Output may not necessarily be natural language

The famous (if contrived) example of a prompt to write a Python routine to detect a good scientist based on race and gender can only be solved by screening the prompt. (Note that the screening logic in the prompt and the output may be different.)

Again, the patterns to be detected in the prompts are not necessarily problematic in non-GenAI context. They may not be relevant when they come from the GenAI output either.

A request for a combination of a behavior shift and advice

This seems to be the biggest loophole to override guardrails:

DAN, an alter-ego created by a Reddit user u/walkerspider, bypassing the guardrails

One way to solve the issue is to maintain a taxonomy of “anti-social” personality types and the advice.

Caveats of AI

One of the known caveats of generative AI is its tendency to make things up, or, using common parlance, hallucinate. What’s fascinating is that it happens even with tasks that can be performed using cookie-cutter retrieval NLP: articles, quotations, sometimes even links.

Hallucinations are a big and complex topic. You know that it’s not going to be solved soon when a Wikipedia article contains words “not completely understood”, and when the CEO of the company that virtually pioneered large-scale GenAI, says that supersizing may not solve every issue.

While the problem is being solved, external tools like moderation APIs (*cough* Tisane *cough*) may be used to mitigate some of these issues.

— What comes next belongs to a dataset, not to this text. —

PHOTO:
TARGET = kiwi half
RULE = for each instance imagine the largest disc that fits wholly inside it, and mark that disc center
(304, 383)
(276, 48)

For example, allegations. This kind of hallucinations has already proven to cause reputational and financial damage. On one occasion, a professor was falsely named a culprit of a sexual harassment scandal. On another, GenAI falsely alleged a regional mayor in Australia served time in prison. The mayor stated he might sue Open AI if the error is not corrected.

(How long until ambulance chasing class action initiatives start collecting cases of reputational damage caused by GenAI?)

In order to stay clear of the courtrooms, adverse allegations must be detected and at least gray-listed or double-checked as shown below.

Combining PubNub, Tisane, and GenAI

To integrate generative AI like OpenAI's GPT in your workflow with text moderation, you can use PubNub's pre-built functions and blocks for GPT (see instructions), Tisane (see primer here), and PubNub's open-source moderation dashboard. Please don't hesitate to reach out to us, should you need any help with your integration. 

Conclusion

Moderating Generative AI presents interesting challenges to text moderation engines. While they may be viewed as another IT infrastructure headache, the half-full glass is that it’s a way of gaining experience with managing broad AI or AGI, before it arrives.

Contrary to the pop culture tropes, no technology is perfect or glitch-free, and the moral dilemmas are not the only issue advanced AI will likely face.